Figure 2: The Rise of the North-South Divide
Note: “Distortion-LT” are the land property tax distortions in 1861 lire per capita, “Distortion-R” is the difference between Railway and the forecasted length of railway built in the previous decade in km per square km, “Culture-N” is the normalized share of the active population engaged in political, union, and religious activities, and “Illiterates-N” is the normalized percentage points of illiterates in the population over the age of six. See figure 1 for each cluster definition and de Oliveira and Guerriero (2017) for each variable sources and definition.
These results are consistent with the predictions of the model we lay out to inform our test. First, because of limited state-capacity, the pre-unitary states should reduce extraction if confronted by a more productive and so powerful citizenry, whereas the extractive power of the unitary state should be sufficiently strong to make taxation of the South profitable at the margin and so crucially shaped by his relevance. Second, it should also induce the Southern citizenry to prefer private to public good production and his investment and welfare to rise with factors limiting taxation, i.e., marginal tax-collection costs and political relevance.

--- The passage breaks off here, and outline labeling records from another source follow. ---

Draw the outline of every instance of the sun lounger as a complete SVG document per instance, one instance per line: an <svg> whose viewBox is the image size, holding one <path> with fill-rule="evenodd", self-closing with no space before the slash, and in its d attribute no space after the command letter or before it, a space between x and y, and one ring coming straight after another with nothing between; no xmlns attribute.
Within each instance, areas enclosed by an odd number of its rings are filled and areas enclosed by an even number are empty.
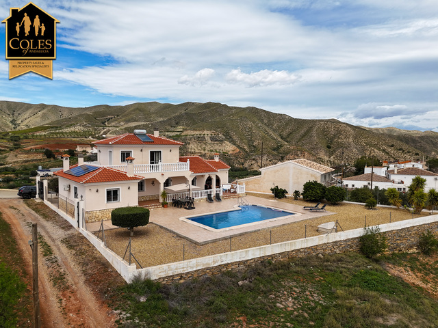
<svg viewBox="0 0 438 328"><path fill-rule="evenodd" d="M303 208L305 210L309 210L310 208L317 208L318 206L320 206L320 204L321 204L321 202L320 202L319 203L318 203L316 205L315 205L314 206L304 206Z"/></svg>
<svg viewBox="0 0 438 328"><path fill-rule="evenodd" d="M314 207L313 208L309 208L311 212L320 212L320 210L324 210L326 212L326 206L327 206L326 204L324 204L324 205L322 205L322 207L319 208L319 207Z"/></svg>

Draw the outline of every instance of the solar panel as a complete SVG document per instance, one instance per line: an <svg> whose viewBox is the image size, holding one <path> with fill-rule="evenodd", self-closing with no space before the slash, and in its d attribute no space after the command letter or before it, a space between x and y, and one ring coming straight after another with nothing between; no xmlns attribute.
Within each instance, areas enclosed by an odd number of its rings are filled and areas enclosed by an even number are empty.
<svg viewBox="0 0 438 328"><path fill-rule="evenodd" d="M149 136L143 134L138 134L135 133L136 137L140 139L143 142L153 142L153 140L151 139Z"/></svg>
<svg viewBox="0 0 438 328"><path fill-rule="evenodd" d="M83 174L86 174L87 173L92 172L97 169L99 169L99 167L97 166L91 166L83 164L81 165L77 166L76 167L73 167L73 169L70 169L64 173L75 176L81 176Z"/></svg>

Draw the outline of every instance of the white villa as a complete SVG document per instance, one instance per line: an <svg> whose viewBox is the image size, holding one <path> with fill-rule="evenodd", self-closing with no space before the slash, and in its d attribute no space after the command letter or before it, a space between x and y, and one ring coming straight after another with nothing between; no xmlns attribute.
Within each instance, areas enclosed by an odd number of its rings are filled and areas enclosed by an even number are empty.
<svg viewBox="0 0 438 328"><path fill-rule="evenodd" d="M410 163L411 162L409 162ZM344 179L344 187L353 189L363 187L371 187L371 172L372 170L372 187L379 189L396 188L398 191L407 191L408 187L416 176L426 179L425 191L437 188L438 174L426 171L409 164L404 168L396 166L388 169L387 166L365 167L365 174L360 176L351 176Z"/></svg>
<svg viewBox="0 0 438 328"><path fill-rule="evenodd" d="M205 198L207 193L222 195L228 183L230 167L219 159L204 160L198 156L179 156L182 142L160 137L158 131L146 134L144 130L125 133L95 141L97 161L70 166L68 155L63 156L63 169L55 173L59 178L60 204L65 200L64 210L81 201L86 222L109 219L118 207L136 206L139 202L155 200L170 202L160 195L164 188L184 187L179 197L191 193L194 198ZM240 186L235 190L244 192ZM60 207L62 207L60 205Z"/></svg>
<svg viewBox="0 0 438 328"><path fill-rule="evenodd" d="M315 180L326 186L334 182L333 169L304 159L279 163L260 171L260 176L239 180L245 183L247 191L270 193L271 188L279 186L292 194L295 190L302 192L302 186L307 181Z"/></svg>

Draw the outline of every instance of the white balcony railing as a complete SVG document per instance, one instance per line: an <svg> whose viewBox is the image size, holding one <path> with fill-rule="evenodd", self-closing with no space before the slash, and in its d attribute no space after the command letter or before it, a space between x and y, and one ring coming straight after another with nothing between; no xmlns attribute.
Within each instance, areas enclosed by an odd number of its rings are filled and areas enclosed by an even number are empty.
<svg viewBox="0 0 438 328"><path fill-rule="evenodd" d="M127 165L107 165L126 172ZM134 174L141 174L144 173L159 173L159 172L178 172L181 171L188 171L190 163L185 162L178 163L159 163L158 164L134 164Z"/></svg>

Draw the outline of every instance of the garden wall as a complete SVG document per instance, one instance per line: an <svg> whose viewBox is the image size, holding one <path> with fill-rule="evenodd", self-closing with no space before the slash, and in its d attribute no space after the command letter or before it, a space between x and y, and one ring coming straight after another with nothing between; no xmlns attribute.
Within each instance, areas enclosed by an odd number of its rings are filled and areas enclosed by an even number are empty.
<svg viewBox="0 0 438 328"><path fill-rule="evenodd" d="M379 226L387 236L388 252L415 251L422 232L428 230L438 234L438 215ZM183 262L138 270L150 279L164 284L181 282L203 275L213 275L228 270L244 270L265 260L285 260L318 254L359 251L359 238L363 229L334 232L323 236L291 241L272 245L235 251ZM171 273L178 274L172 275Z"/></svg>

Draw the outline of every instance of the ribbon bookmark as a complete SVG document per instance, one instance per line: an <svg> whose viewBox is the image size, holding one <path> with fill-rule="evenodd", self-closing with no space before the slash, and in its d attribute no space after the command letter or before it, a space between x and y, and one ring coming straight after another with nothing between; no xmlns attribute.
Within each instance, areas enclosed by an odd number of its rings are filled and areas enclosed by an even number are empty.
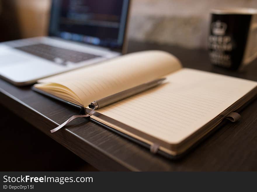
<svg viewBox="0 0 257 192"><path fill-rule="evenodd" d="M70 117L70 118L67 120L64 123L62 123L61 124L58 126L57 127L53 129L50 130L51 133L53 133L57 131L58 131L59 129L62 128L62 127L64 127L65 125L67 124L72 121L74 120L75 119L78 117L89 117L91 115L91 114L86 114L86 115L73 115Z"/></svg>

Since our proxies for the drivers of extraction are driven by either geographic features independent of human effort or events outside the control of the policy-makers, reverse causation is not an issue. Nevertheless, our results could still be produced by unobserved heterogeneity. To evaluate this aspect, we control for the interactions of time effects with the structural conditions differentiating the two blocks in 1861 and considered key by the extant literature (Franchetti and Sonnino, 1876; Gramsci, 1966; Barbagallo, 1980; Krugman, 1981), i.e., the pre-unitary inclusiveness of political institutions, the land ownership fragmentation, the coal price, and the railway length. Including these controls has little effect on our results. Finally, two extra pieces of evidence rule out the possibility that extraction was an acceptable price for the Italian development (Romeo, 1987). First, it did not shape the manufacturing sector value added. Second, while the pre-unitary length of railway additions was only affected by the farming productivity, the post-unitary one was only driven by the political relevance, resulting useless in creating a unitary market (see upper-right graph of figure 2).
Conclusions
Although the North-South divide has been linked to post-unitary policies before (Salvemini 1963; Cafagna, 1989), nobody has formally clarified how the unitary state solved the trade-off between extraction-related losses and rent-seeking gains. In doing so, we also contribute to the literature comparing extractive and inclusive institutions (North et al., 2009, Acemoglu and Robinson, 2012), endogenizing however the extent of extraction in a setup sufficiently general to be applied to other instances, as for instance the post-Civil War USA.